[PATCH] powerpc: SMT priority (PPR) save and restore
Haren Myneni
haren at linux.vnet.ibm.com
Sat Jul 21 19:38:19 EST 2012
On Mon, 2012-07-16 at 13:41 +1000, Michael Neuling wrote:
> Heaven Myneni <haren at linux.vnet.ibm.com> wrote:
>
> > powerpc: SMT priority (PPR) save and restore
> >
> > On P7 systems, users can define SMT priority levels 2,3 and 4 for
> > processes so that some can run higher priority than the other ones.
> > In the current kernel, the default priority is set to 4 which prohibits
> > processes to use higher priority. Also the kernel boosts the priority to
> > 4 during exception without saving the user defined priority values when
> > the task enters the kernel. So we will be loosing the process PPR value
> > and can not be restored it back when the task exits the kernel.
> >
> > This patch sets the default priority to 3 when tasks are created such
> > that users can use 4 for higher priority tasks. It also provides to save
> > and restore the user defined priorities for all tasks.
> >
> > When the task enters in to kernel space, the user defined priority (PPR)
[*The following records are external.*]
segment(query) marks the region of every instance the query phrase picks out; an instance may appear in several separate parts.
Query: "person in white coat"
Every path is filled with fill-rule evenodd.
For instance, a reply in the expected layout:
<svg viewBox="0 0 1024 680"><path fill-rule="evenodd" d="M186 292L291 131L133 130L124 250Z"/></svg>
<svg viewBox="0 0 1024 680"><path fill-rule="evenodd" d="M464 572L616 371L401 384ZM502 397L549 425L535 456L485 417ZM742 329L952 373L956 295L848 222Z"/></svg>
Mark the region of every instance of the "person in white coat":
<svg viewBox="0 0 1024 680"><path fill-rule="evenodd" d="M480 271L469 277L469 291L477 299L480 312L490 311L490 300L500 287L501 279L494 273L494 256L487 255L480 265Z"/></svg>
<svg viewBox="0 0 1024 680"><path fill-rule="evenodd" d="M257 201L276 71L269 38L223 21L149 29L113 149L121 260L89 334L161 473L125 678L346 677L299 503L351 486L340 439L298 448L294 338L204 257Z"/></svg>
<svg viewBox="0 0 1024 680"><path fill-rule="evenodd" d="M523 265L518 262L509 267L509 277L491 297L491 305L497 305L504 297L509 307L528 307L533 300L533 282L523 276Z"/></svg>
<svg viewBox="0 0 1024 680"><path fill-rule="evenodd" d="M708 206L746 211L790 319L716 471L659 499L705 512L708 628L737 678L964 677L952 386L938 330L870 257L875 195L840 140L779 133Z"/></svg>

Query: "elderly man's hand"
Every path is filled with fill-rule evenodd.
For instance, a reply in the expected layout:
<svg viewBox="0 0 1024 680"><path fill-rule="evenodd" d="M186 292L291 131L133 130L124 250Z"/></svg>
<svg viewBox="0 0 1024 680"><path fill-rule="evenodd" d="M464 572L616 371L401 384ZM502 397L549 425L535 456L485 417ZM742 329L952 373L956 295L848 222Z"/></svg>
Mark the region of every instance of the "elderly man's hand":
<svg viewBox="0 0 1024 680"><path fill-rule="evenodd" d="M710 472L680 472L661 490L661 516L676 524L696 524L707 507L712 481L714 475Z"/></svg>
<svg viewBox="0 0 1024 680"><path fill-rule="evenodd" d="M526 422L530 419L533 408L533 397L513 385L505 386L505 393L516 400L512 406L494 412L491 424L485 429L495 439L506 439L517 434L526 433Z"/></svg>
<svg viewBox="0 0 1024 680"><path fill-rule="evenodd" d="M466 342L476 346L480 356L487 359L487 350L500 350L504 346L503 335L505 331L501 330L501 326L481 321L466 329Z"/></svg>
> > will be saved in to PACA at the beginning of first level exception
> > vector and then copy from PACA to thread_info in second level vector.
> > PPR will be restored from thread_info before exits the kernel space.
> >
> > P7 temporarily raises the thread priority to higher level during
> > exception until the program executes HMT_* calls. But it will not modify
> > PPR register. So we saves PPR value whenever some register is available
> > to use and then calls HMT_MEDIUM to increase the priority. This feature
> > supports on P7 or later processors.
> >
> > Signed-off-by: Haren Myneni <hbabu at us.ibm.com>
>
> Can you break this patch into a few parts that are easier to review than
> one giant patch. Start by adding the PPR ftr bits, then the extra space
> in the paca, then the new macros, then use the new infrastructure. I'm
> sure you can get 5 or so patches which will be much easier to review.
>
> Also this has been white space munged. See here:
> http://patchwork.ozlabs.org/patch/170993/
> All the #defines are broken.
>
> Also, do you know what the impacts of this are on null syscall/page
> faults etc on machines which need the PPR switched? If it's big, we
> might want to have this as a CONFIG option for those who don't care and
> want the speed bump.
Thanks for your comments. Sure will split this patch in to 5/6 patches.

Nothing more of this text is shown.